We have an Azure SQL table with a column called Description (varchar(1000)
). While we loaded data into this table via ADF Pipeline, we used the REST API to create vector embeddings on Description. We used text-embedding-ada-002 model which creates 1536 vectors. These embeddings were then saved as a comma delimited values in another column called VectorValues (varchar(max)
).
We are using Azure AI Search Indexer to pull data into an index.
{"name": "Description","type": "Edm.String", "searchable": "true", "retrievable": "true", "sortable": "false", "filterable": "false", "facetable": "false"},
{
"name": "VectorValues",
"type": "Collection(Edm.Single)",
"dimensions": 1536,
"vectorSearchProfile": "myHnswProfile",
"searchable": "true",
"retrievable": "true",
"filterable": "false",
"sortable": "false",
"facetable": "false"
}
How can we convert values of type string/varchar into Collection(Edm.Single), using the Indexer?
Apparently, while creating Indexer we can provide fieldMappings with Mapping Functions.

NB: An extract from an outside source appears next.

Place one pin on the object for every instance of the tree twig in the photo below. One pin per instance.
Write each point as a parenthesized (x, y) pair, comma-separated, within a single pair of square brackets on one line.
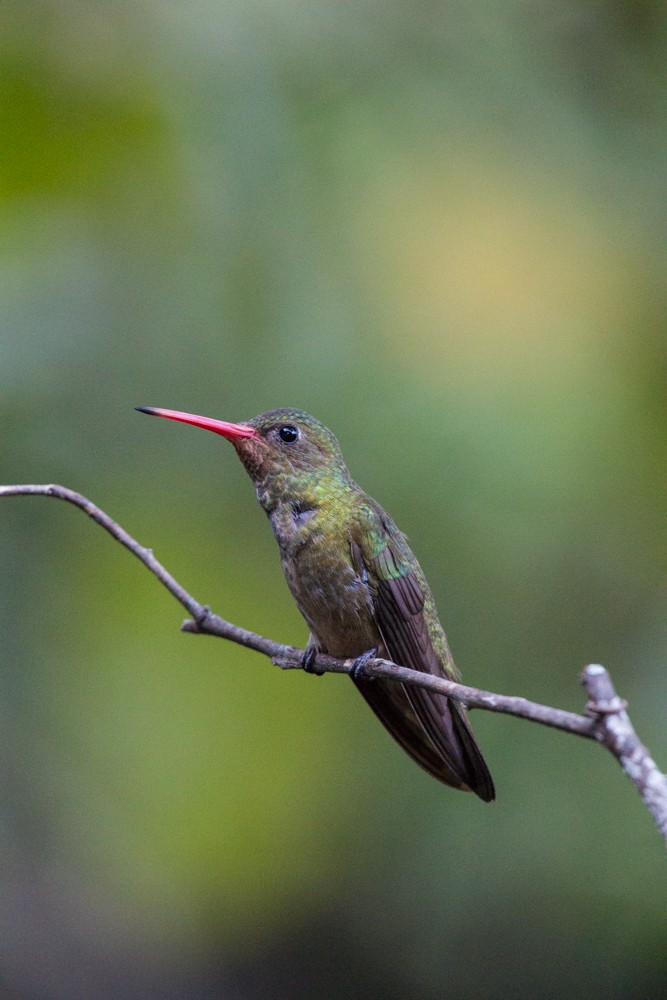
[(606, 720)]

However, we can only convert from string to string.
"fieldMappings" : [
{
"sourceFieldName" : "VectorValues",
"targetFieldName" : "VectorValues",
"mappingFunction" : { "name" : "jsonArrayToStringCollection" }
}]
2
Answers
Thanks Ryan I did the same thing and it is now working. Let me explain. While loading data via the pipeline, in addition to putting data as a comma delimited value against the description as VectorValues nvarchar(max). I also added them as float in another table, against the Description Id (PK). I then created a view on top to combine these two tables on PK = FK and while picking up, I converted those child records (vector values) into json array.
This seem to have resolved the issue. and data is loading in the index.
Azure SQL and Cognitive Search have pretty limited transformation capabilities in the Indexer so you’d typically handle this outside the Indexer.
To convert VectorValues from a comma delimited string to a
Collection(Edm.Single)
in Azure Search you’ll need to preprocess the data before it reaches the Indexer because the Indexer itself doesn’t support direct conversion from a comma-separated string to aCollection(Edm.Single)
.